Wednesday, 16 February 2011

THE IMPLICATIONS

All these changes, whether we recognize it or not, are connected to us. Anything that happens to the ocean will affect our lives. Sea levels rising and creating dozens of underwater cities will undoubtedly affect us, of course, because a quarter of the world’s population will be driven inward. All major cities will be filled up to unimaginable congestion; food and water will become in very short supply, good relations will break down, housing will be unavailable, homelessness and poverty will overwhelm. This could happen in twenty years or less. However, we will feel the impact in other ways, as well.







As sea life dwindles in the oceans, it will mean fewer and fewer jobs for anyone dependent on resources from the sea. As well, public aquarium centers and personal saltwater aquariums will become cathedrals for marine life that no longer exists.
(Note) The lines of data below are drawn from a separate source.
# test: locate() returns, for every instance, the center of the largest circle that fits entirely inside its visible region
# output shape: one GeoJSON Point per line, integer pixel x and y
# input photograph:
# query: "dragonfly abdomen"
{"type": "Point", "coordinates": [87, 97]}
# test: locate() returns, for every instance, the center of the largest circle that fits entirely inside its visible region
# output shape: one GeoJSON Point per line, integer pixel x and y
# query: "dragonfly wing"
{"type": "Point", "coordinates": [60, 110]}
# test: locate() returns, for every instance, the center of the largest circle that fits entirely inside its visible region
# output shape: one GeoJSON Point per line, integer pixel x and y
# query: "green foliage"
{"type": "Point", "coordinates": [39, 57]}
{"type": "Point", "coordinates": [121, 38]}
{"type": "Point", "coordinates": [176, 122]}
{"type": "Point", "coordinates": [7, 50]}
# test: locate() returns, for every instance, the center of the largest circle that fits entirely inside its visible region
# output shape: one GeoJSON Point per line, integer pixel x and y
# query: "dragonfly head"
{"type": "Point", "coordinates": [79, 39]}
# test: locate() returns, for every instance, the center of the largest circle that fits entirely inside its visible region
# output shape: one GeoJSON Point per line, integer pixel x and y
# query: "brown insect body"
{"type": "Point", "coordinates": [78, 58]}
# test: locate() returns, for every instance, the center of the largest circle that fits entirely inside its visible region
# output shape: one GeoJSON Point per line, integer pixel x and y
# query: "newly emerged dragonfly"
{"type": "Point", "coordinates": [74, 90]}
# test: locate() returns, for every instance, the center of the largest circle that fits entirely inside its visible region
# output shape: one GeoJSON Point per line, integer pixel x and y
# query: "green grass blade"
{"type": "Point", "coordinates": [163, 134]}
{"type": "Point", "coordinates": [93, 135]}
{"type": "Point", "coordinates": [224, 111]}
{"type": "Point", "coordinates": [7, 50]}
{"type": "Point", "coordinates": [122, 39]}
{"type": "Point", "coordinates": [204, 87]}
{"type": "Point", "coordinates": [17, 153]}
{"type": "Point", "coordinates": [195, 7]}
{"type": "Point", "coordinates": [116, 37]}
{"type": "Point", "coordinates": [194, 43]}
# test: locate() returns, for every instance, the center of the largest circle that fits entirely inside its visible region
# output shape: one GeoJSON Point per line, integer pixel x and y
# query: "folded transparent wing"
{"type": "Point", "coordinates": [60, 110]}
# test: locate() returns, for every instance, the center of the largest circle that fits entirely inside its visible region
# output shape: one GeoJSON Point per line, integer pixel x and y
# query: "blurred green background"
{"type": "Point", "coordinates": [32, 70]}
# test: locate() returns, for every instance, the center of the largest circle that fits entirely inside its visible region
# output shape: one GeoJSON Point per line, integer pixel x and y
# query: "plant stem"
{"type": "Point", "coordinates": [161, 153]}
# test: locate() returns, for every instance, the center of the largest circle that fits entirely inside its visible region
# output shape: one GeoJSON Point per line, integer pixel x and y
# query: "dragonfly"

As major parts of world economies break down, the last remaining marine species preserved by humankind within glass enclosures will come to haunt us, as these isolated, ephemeral, and fleeting creatures make for us memories of a planet once defined not by its land, but by its ocean. Already today, hundreds of years of overfishing have resulted in an empty ocean through which immense populations of wildlife once swam. There is now less of everything, and more of nothing.






Global warming will make memories out of many living things, and as we remember the bounty of life that this planet used to support, we will feel shame. Unless we do everything we can to slow climate change, protect what is left and restore part of what we have lost.






However, none of this has to come to pass. We can protect the future by realizing that no one is born a conservationist. A conservationist is shaped and inspired by world events: these events, this world. Human beings have always been at their best when things are at their worst. We can no longer wait for the worst to come before we reveal what is best within us. Now is the only time for that.